DEEL II: Handvest van de grondrechten van de Unie

TITEL II: VRIJHEDEN

ARTIKEL II-66: Het recht op vrijheid en veiligheid

Eenieder heeft recht op vrijheid en veiligheid van zijn persoon.

ARTIKEL II-67: De eerbiediging van het privé-leven en van het familie- en gezinsleven

Eenieder heeft recht op eerbiediging van zijn privé-leven, zijn familie- en gezinsleven, zijn woning en zijn communicatie.

ARTIKEL II-68: De bescherming van persoonsgegevens

1. Eenieder heeft recht op bescherming van zijn persoonsgegevens.

2. Deze gegevens moeten eerlijk worden verwerkt, voor bepaalde doeleinden en met toestemming van de betrokkene of op basis van een andere gerechtvaardigde grondslag waarin de wet voorziet. Eenieder heeft recht van inzage in de over hem verzamelde gegevens en op rectificatie daarvan.

3. Een onafhankelijke autoriteit ziet erop toe dat deze regels worden nageleefd.

ARTIKEL II-69: Het recht te huwen en het recht een gezin te stichten

Het recht te huwen en het recht een gezin te stichten worden gewaarborgd volgens de nationale wetten die de uitoefening van deze rechten beheersen.

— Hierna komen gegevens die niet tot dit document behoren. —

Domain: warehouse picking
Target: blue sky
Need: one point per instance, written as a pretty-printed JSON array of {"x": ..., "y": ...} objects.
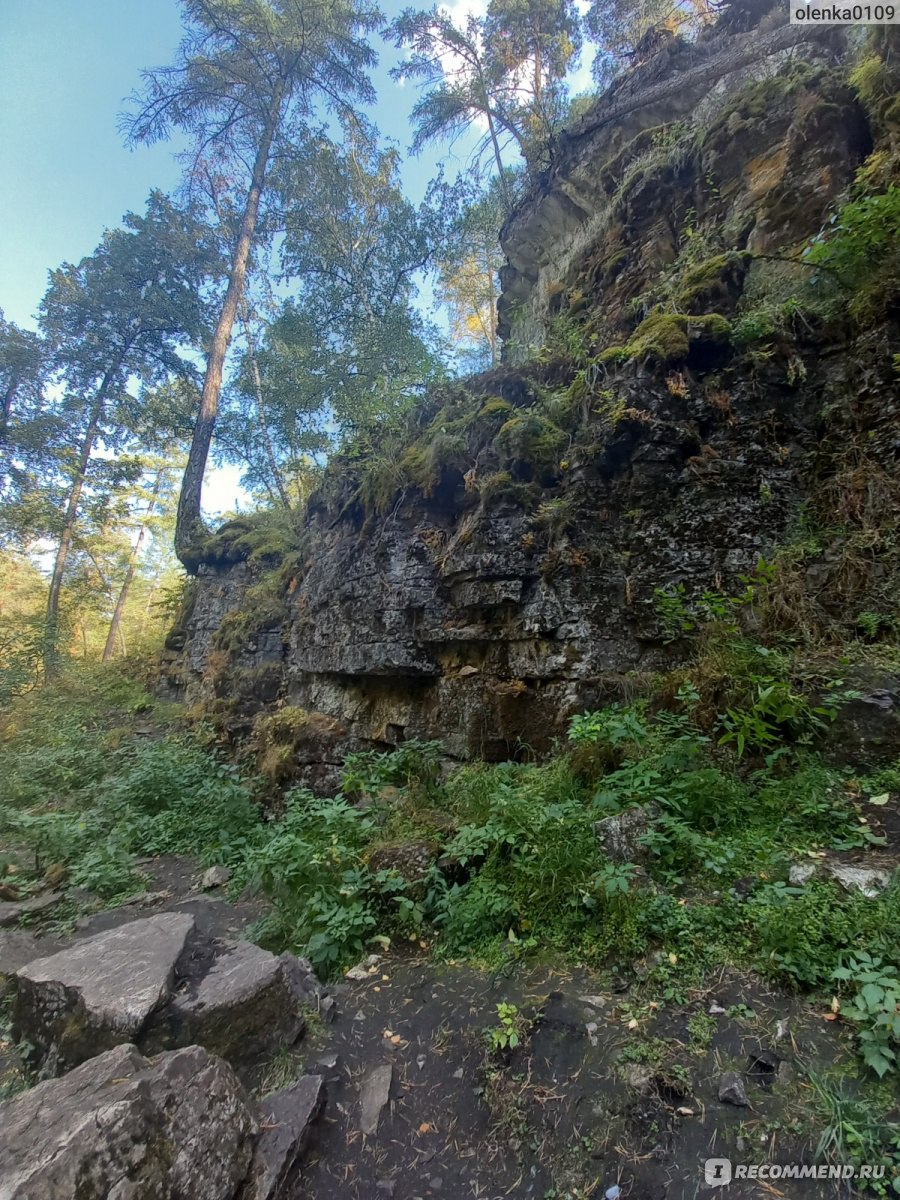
[{"x": 66, "y": 67}]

ARTIKEL II-70: De vrijheid van gedachte, geweten en godsdienst

1. Eenieder heeft recht op vrijheid van gedachte, geweten en godsdienst. Dit recht omvat tevens de vrijheid om van godsdienst en overtuiging te veranderen en de vrijheid, hetzij alleen, hetzij met anderen, zowel in het openbaar als privé, zijn godsdienst te belijden of zijn overtuiging tot uitdrukking te brengen in erediensten, in onderricht, in de praktische toepassing ervan en in het onderhouden van geboden en voorschriften.

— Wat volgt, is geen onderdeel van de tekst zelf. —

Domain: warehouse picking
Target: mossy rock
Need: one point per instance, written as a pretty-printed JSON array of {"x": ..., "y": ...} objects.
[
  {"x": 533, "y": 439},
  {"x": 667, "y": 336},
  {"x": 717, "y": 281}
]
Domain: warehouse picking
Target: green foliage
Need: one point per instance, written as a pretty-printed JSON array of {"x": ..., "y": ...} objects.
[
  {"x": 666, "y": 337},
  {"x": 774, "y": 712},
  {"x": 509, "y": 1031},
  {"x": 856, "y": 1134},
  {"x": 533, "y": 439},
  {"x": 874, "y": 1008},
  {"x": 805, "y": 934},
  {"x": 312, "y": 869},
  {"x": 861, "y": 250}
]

2. Het recht op dienstweigering op grond van gewetensbezwaren wordt erkend volgens de nationale wetten die de uitoefening van dit recht beheersen.

ARTIKEL II-71: De vrijheid van meningsuiting en van informatie

1. Eenieder heeft recht op vrijheid van meningsuiting. Dit recht omvat de vrijheid een mening te hebben en de vrijheid kennis te nemen en te geven van informatie of ideeën, zonder inmenging van enig openbaar gezag en ongeacht grenzen.

2. De vrijheid en de pluriformiteit van de media worden geëerbiedigd.

ARTIKEL II-72: De vrijheid van vergadering en vereniging

1. Eenieder heeft op alle niveaus, met name op politiek, vakverenigings- en maatschappelijk gebied, het recht op vrijheid van vreedzame vergadering en op vrijheid van vereniging, hetgeen mede omvat eenieders recht, ter bescherming van zijn belangen samen met anderen vakverenigingen op te richten of zich daarbij aan te sluiten.

2. Politieke partijen op het niveau van de Unie dragen bij tot de uiting van de politieke wil van de burgers van de Unie.

ARTIKEL II-73: De vrijheid van kunsten en wetenschappen

De kunsten en het wetenschappelijk onderzoek zijn vrij. De academische vrijheid wordt geëerbiedigd.

ARTIKEL II-74: Het recht op onderwijs

1. Eenieder heeft recht op onderwijs en op toegang tot beroepsopleiding en bijscholing.

2. Dit recht houdt de mogelijkheid in, verplicht onderwijs kosteloos te volgen.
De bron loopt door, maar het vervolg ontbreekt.